[<prev] [next>] [<thread-prev] [thread-next>] [day] [month] [year] [list]
Message-ID: <319f1e21-6cf4-4502-ebc8-c808560fb48d@oracle.com>
Date: Mon, 11 Jul 2022 23:44:14 -0500
From: Mike Christie <michael.christie@...cle.com>
To: hch@...radead.org, stefanha@...hat.com, jasowang@...hat.com,
mst@...hat.com, sgarzare@...hat.com,
virtualization@...ts.linux-foundation.org, brauner@...nel.org,
ebiederm@...ssion.com, linux-kernel@...r.kernel.org
Subject: Re: [PATCH v10 0/8] Use copy_process in vhost layer
Eric and Christian, Ping?
If you guys don't like these patches anymore what about something
simple like just exporting some helpers to update and check a task's
nproc limit. Something like this:
diff --git a/include/linux/sched/task.h b/include/linux/sched/task.h
index 81cab4b01edc..71b5946be792 100644
--- a/include/linux/sched/task.h
+++ b/include/linux/sched/task.h
@@ -98,6 +98,10 @@ int kernel_wait(pid_t pid, int *stat);
extern void free_task(struct task_struct *tsk);
+extern bool task_is_over_nproc_limit(struct task_struct *tsk);
+extern void task_inc_nproc(struct task_struct *tsk);
+extern void task_dec_nproc(struct task_struct *tsk);
+
/* sched_exec is called by processes performing an exec */
#ifdef CONFIG_SMP
extern void sched_exec(void);
diff --git a/kernel/cred.c b/kernel/cred.c
index e10c15f51c1f..c15e7b926013 100644
--- a/kernel/cred.c
+++ b/kernel/cred.c
@@ -358,7 +358,7 @@ int copy_creds(struct task_struct *p, unsigned long clone_flags)

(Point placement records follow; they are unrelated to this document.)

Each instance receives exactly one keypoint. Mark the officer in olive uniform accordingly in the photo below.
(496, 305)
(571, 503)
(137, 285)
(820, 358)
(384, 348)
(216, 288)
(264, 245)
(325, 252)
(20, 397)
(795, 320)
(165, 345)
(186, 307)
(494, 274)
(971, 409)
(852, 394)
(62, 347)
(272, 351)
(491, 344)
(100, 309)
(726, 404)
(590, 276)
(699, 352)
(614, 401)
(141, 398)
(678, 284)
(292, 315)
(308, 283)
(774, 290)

kdebug("share_creds(%p{%d,%d})",
p->cred, atomic_read(&p->cred->usage),
read_cred_subscribers(p->cred));
- inc_rlimit_ucounts(task_ucounts(p), UCOUNT_RLIMIT_NPROC, 1);
+ task_inc_nproc(p);
return 0;
}
@@ -395,7 +395,7 @@ int copy_creds(struct task_struct *p, unsigned long clone_flags)
#endif
p->cred = p->real_cred = get_cred(new);
- inc_rlimit_ucounts(task_ucounts(p), UCOUNT_RLIMIT_NPROC, 1);
+ task_inc_nproc(p);
alter_cred_subscribers(new, 2);
validate_creds(new);
return 0;
diff --git a/kernel/fork.c b/kernel/fork.c
index 9d44f2d46c69..88dbe3458d7d 100644
--- a/kernel/fork.c
+++ b/kernel/fork.c
@@ -1964,6 +1964,32 @@ static void copy_oom_score_adj(u64 clone_flags, struct task_struct *tsk)
mutex_unlock(&oom_adj_mutex);
}
+bool task_is_over_nproc_limit(struct task_struct *tsk)
+{
+ if (!is_ucounts_overlimit(task_ucounts(tsk), UCOUNT_RLIMIT_NPROC,
+ task_rlimit(tsk, RLIMIT_NPROC)))
+ return false;
+
+ if (tsk->real_cred->user != INIT_USER && !capable(CAP_SYS_RESOURCE) &&
+ !capable(CAP_SYS_ADMIN))
+ return true;
+
+ return false;
+}
+EXPORT_SYMBOL_GPL(task_is_over_nproc_limit);
+
+void task_inc_nproc(struct task_struct *tsk)
+{
+ inc_rlimit_ucounts(task_ucounts(tsk), UCOUNT_RLIMIT_NPROC, 1);
+}
+EXPORT_SYMBOL_GPL(task_inc_nproc);
+
+void task_dec_nproc(struct task_struct *tsk)
+{
+ dec_rlimit_ucounts(task_ucounts(tsk), UCOUNT_RLIMIT_NPROC, 1);
+}
+EXPORT_SYMBOL_GPL(task_dec_nproc);
+
/*
* This creates a new process as a copy of the old one,
* but does not actually start it yet.
@@ -2102,11 +2128,8 @@ static __latent_entropy struct task_struct *copy_process(
goto bad_fork_free;
retval = -EAGAIN;
- if (is_ucounts_overlimit(task_ucounts(p), UCOUNT_RLIMIT_NPROC, rlimit(RLIMIT_NPROC))) {
- if (p->real_cred->user != INIT_USER &&
- !capable(CAP_SYS_RESOURCE) && !capable(CAP_SYS_ADMIN))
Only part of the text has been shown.